Young people strengthen their voice in the country’s development observatories
Maputo, 16 October 2007 – Every year, on 17 October, the world unites to celebrate the International Day for Poverty Eradication. This is one more occasion for drawing attention to the need to scale up efforts to eliminate poverty, particularly childhood poverty, and to the importance of involving children, adolescents and young people in planning and implementing development initiatives. In Mozambique, children and young people now have more opportunities to influence decision making processes to ensure that their rights are placed at the centre of their communities’ development agenda. As part of the various initiatives supported by UNICEF, youth organisations in Cabo Delgado, Niassa, Nampula, Manica and Tete provinces have taken part in meetings with the provincial governments, where the Economic and Social Plan (PES) of their provinces was discussed. Their recommendations were taken to the “Development Observatory” (OD), in which they are represented, and are taken into consideration in planning activities and monitoring their progress. “In the debates we look at aspects that concern children and youths,” says Artur Afonso, General Secretary of the Nampula Provincial Youth Council, which represented the Nampula youth associations in the OD held in that province this year. The ODs, which up until last year were called “Poverty Observatories”, were set up in 2003 at national level and, since 2005, also in the provinces. The ODs are forums for the participatory monitoring of the implementation in Mozambique of the Action Plan for the Reduction of Absolute Poverty. “It is important that, in monitoring the implementation of the plans for governance, mechanisms be created to sound out the opinion of adolescents and youths on matters that concern them,”explains Eduardo Munhequete, President of the National Youth Council. Munhequete adds that adolescents and youths need to know more about the instruments and programmes of governance, particularly on issues that affect them; they should have nore opportunities to participate in decision making forums such as the local consultative councils, school councils and health councils, among others.

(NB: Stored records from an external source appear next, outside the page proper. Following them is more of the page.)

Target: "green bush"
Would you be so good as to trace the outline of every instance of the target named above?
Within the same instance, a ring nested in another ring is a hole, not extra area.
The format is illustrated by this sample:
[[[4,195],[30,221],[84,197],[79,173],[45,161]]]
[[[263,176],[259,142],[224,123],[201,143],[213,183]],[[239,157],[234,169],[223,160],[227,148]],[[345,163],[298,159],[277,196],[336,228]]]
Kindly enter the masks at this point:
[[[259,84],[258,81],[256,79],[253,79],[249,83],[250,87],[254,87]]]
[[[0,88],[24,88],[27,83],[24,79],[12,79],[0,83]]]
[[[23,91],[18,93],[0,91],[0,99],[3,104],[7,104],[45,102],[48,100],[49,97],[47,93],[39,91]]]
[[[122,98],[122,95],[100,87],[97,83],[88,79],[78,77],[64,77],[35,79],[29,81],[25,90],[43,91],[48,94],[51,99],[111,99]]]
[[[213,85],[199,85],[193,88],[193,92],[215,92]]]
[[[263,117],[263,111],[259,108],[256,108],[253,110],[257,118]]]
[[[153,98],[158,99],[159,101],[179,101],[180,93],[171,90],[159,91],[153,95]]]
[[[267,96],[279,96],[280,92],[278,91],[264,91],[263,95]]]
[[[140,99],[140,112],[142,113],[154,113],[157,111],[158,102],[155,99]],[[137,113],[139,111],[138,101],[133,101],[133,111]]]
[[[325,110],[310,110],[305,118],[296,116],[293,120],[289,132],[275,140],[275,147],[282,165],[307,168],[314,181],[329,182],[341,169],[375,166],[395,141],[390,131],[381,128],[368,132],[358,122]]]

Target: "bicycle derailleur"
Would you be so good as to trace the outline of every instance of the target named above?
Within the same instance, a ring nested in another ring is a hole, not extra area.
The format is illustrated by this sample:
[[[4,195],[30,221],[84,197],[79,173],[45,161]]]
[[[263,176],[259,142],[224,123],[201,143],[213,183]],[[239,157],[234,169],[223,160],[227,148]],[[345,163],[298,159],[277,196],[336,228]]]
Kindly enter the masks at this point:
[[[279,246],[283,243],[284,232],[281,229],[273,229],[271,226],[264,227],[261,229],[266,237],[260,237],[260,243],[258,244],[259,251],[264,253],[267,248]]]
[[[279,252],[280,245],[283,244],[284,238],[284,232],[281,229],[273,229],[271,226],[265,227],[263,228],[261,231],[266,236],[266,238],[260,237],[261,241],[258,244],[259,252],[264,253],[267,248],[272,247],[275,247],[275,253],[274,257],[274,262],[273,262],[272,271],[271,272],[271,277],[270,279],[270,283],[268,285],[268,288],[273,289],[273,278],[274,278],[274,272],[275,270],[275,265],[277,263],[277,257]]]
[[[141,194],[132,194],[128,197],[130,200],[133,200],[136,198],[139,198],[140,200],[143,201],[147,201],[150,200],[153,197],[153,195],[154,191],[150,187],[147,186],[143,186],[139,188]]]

To this end, several capacity building initiatives are being undertaken by the National Youth Council with the support of UNICEF. “This year we have trained young communicators in the provinces to promote the rights of children and young people through the community radios and mobile units. In November, we will start preparing the young people to participate in these decision making forums,” says Munhequete. According to the United Nations report Childhood Poverty in Mozambique: A Situation and Trends Analysis” significant progress have been made over the past decades in reducing poverty. However, about 49 per cent of children still live in absolute poverty and are deprived of two or more of their rights:
The report notes that children living in rural areas (63 per cent) are more affected than those in urban areas (20 per cent). There are also disparities between provinces. In Zambezia province, for example, about 75 per cent of children live in absolute poverty, compared with only 3 per cent in the capital, Maputo. However, it is in the districts that disparities are most important. The report highlights that in households where the head of the household has no education, 65 per cent of the children live in absolute poverty, compared with only 11 per cent in households where the head has secondary or higher education.